Hi Mas Dodi Hendra,
Proyek Internert Kecamatan atau yang dikenal dengan Internet masuk Desa
tidak berasal dari uang pajak pemerintah, melainkan menggunakan uang
patungan yang harus disetor oleh operator telekomunikasi indonesia seperti
(Telkomsel, Indosat, XL, AXIS dll) atau yang dikenal dengan program
Universal Service Obligation (USO).
Menurut saya ini adalah prgram yang cukup bagus untuk memeratakan
pembangunan teknologi di beberapa daerah tertinggal.
Thanks,
sl
On , mirza meink <[email protected]> wrote:
emang itu proyek yang tidak pakai perhitungan sama sekali kang....
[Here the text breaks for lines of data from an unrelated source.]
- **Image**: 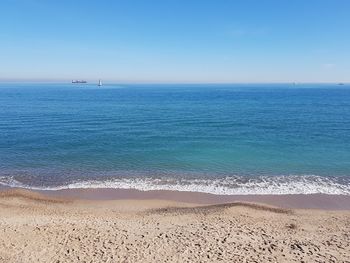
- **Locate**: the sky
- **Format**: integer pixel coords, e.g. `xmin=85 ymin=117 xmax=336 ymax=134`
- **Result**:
xmin=0 ymin=0 xmax=350 ymax=83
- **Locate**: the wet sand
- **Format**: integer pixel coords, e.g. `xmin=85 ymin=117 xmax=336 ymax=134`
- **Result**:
xmin=0 ymin=189 xmax=350 ymax=263
xmin=37 ymin=188 xmax=350 ymax=210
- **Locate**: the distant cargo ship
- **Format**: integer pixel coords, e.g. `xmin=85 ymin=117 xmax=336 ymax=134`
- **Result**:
xmin=72 ymin=80 xmax=87 ymax=83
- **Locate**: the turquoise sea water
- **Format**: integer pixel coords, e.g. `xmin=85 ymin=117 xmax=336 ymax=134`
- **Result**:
xmin=0 ymin=83 xmax=350 ymax=194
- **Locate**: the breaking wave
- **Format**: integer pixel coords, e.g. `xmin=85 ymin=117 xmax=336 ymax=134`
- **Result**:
xmin=0 ymin=175 xmax=350 ymax=195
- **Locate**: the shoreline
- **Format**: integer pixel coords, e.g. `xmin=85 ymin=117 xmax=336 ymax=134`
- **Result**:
xmin=0 ymin=187 xmax=350 ymax=210
xmin=0 ymin=188 xmax=350 ymax=263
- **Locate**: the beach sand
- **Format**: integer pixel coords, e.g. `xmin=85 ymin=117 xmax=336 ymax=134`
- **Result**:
xmin=0 ymin=189 xmax=350 ymax=263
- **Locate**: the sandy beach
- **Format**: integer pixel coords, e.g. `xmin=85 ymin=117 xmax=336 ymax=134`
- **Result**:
xmin=0 ymin=189 xmax=350 ymax=263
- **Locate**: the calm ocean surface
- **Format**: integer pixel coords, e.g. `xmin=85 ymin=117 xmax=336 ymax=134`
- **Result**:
xmin=0 ymin=83 xmax=350 ymax=194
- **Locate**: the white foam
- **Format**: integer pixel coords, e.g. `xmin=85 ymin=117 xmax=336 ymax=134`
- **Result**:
xmin=0 ymin=175 xmax=350 ymax=195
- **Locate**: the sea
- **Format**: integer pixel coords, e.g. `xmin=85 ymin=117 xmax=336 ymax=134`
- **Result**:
xmin=0 ymin=83 xmax=350 ymax=195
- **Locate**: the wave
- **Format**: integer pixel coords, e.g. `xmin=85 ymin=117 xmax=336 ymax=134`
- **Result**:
xmin=0 ymin=175 xmax=350 ymax=195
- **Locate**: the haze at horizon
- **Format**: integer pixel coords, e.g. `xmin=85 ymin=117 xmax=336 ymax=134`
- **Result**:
xmin=0 ymin=0 xmax=350 ymax=82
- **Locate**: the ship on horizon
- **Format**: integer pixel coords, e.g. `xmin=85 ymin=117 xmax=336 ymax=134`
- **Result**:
xmin=72 ymin=79 xmax=87 ymax=84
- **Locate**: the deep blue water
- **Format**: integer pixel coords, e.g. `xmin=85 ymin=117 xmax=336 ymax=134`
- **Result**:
xmin=0 ymin=83 xmax=350 ymax=194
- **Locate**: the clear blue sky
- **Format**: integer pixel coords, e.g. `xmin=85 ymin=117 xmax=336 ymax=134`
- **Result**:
xmin=0 ymin=0 xmax=350 ymax=82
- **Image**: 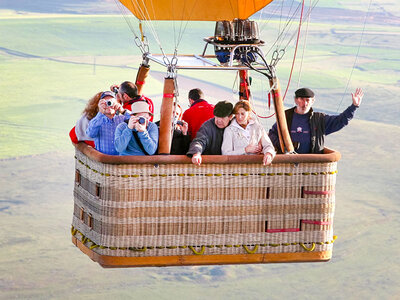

biasa khan kebijakan seperti itu.....
From: dodi hendra [email protected]>
To: [email protected]; [email protected]
Sent: Thu, June 2, 2011 11:22:16 PM
Subject: [asosiasi-warnet] Proyek Warnet Masuk
Kecamatan ngak bisa bersaing dengan warnet umum
sekedar info seperti warnet masuk kecamatan (koneksi via vsat) tdak dapat
bersaing dengan warnet umum, hal ini disebabkan karena warnet plat merah
ini menggunakan koneksi vsat kuband sementara warnet plat hitam
menggunaan koneksi ADSL telkom. Akhirnya warnet plat merah ini hanya
untuk gaya gayaan aja.
ada 5 lokasi saya lihat seperti itu di Riau, ngak tau di daerah lain.
Sekali lagi ini proyek hanya untuk menghabis uang pajak rakyat aja.